「ほな、縁側に干してあるんが他にあるけん、持ってきて食べな」
とおばちゃん。「わーい」と大喜びで縁側に向かって駆けていくと、そこには確かにおばちゃんが持っていたのと同じように、「S」字に串刺し状態のマムシが吊り下げられていた。それを手に取り、「いただきます!」というと、俺は焼き鳥でも食べるようにムシャムシャと食らいついたのである。
マムシが猛毒を持った蛇であることは100も承知である。だけど、祖谷に住んで何十年の大先輩が食べられるというのなら、毒の心配もないのだろうと、躊躇は微塵もなかった。
食べながら思った。
「ホッケに似ている」と。
その串刺し状態のマムシというのは、日干しにされてほとんどミイラ化していたので、そんな食感になったのだろう。気になっていた生臭さなどは皆無で、肉質にもクセは感じられなかった。ただ、もう少し塩気があれば、ちょうどいいおつまみになったかもしれない。
醤油をひとたらしすれば、立派なおかずにもなりうるとも思ったな。
「うまい、うまい」とマムシをむさぼり食う俺を見ながら、「よっぽど腹減っとったんかいな」と笑う井戸端会議軍団であった。全部食べ終わったあと、「ごちそうさまでした! これで昼からもギンギンで頑張れます」と力こぶを見せた。
こうして祖谷でひとつ小さな夢をかなえた俺は、その日元気に働いて過ごすことが出来たのである。

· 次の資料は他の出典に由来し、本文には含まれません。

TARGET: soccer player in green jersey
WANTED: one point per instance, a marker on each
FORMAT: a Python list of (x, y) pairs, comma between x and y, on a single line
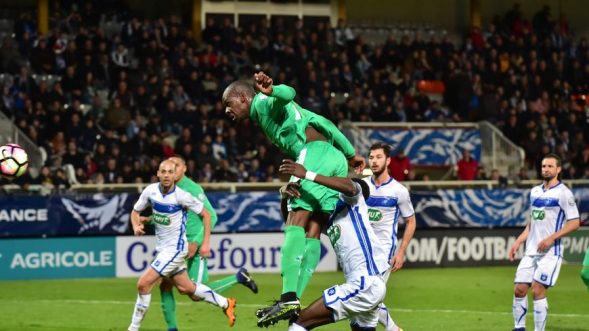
[(198, 234), (315, 142)]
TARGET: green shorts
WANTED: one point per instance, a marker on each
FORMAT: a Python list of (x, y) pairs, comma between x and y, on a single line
[(324, 159), (199, 229), (196, 266)]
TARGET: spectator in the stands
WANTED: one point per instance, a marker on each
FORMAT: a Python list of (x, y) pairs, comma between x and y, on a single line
[(467, 167)]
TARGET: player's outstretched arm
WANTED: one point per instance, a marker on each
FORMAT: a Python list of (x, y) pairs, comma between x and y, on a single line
[(136, 223), (340, 184), (205, 247), (399, 258), (569, 227)]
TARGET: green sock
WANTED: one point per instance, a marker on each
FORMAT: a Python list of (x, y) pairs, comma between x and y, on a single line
[(585, 270), (291, 257), (310, 262), (223, 284), (169, 308)]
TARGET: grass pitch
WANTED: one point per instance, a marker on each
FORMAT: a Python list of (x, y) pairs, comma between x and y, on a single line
[(420, 299)]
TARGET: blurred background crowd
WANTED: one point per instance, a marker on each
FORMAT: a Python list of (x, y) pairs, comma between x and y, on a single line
[(113, 94)]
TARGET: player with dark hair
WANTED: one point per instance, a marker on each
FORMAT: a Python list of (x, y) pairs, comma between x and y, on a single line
[(388, 200), (169, 204), (554, 214), (198, 233), (359, 252), (314, 142)]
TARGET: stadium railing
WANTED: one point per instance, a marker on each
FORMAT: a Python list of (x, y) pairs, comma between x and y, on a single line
[(497, 151), (239, 187)]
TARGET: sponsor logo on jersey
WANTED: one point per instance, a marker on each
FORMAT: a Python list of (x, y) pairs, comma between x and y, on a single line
[(538, 215), (374, 215), (334, 233), (160, 219)]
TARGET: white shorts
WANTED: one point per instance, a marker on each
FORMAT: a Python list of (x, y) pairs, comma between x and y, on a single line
[(543, 269), (357, 300), (169, 262)]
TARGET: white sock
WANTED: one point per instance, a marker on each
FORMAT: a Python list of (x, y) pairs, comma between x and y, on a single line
[(296, 327), (385, 318), (540, 314), (520, 308), (207, 294), (141, 306)]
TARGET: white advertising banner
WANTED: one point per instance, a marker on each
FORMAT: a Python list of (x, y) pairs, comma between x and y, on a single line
[(258, 252)]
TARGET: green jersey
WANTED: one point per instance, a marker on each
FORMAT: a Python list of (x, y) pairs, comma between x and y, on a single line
[(284, 122), (194, 221)]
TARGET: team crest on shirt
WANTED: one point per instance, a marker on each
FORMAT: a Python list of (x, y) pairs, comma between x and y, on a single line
[(538, 215), (334, 233), (160, 219), (374, 215)]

とはいえこのとき俺が口にしたのは、あくまでマムシのミイラだからね。もっとマムシマムシしたというか、蛇蛇した感じのを食べるまでは「蛇を喰った」とは胸を張れないんじゃないかと思わないでもない。まあ機会があれば食べてみたいなくらいでおさめておくとするか。
以上、祖谷思い出話でした。それではまた、したらなー。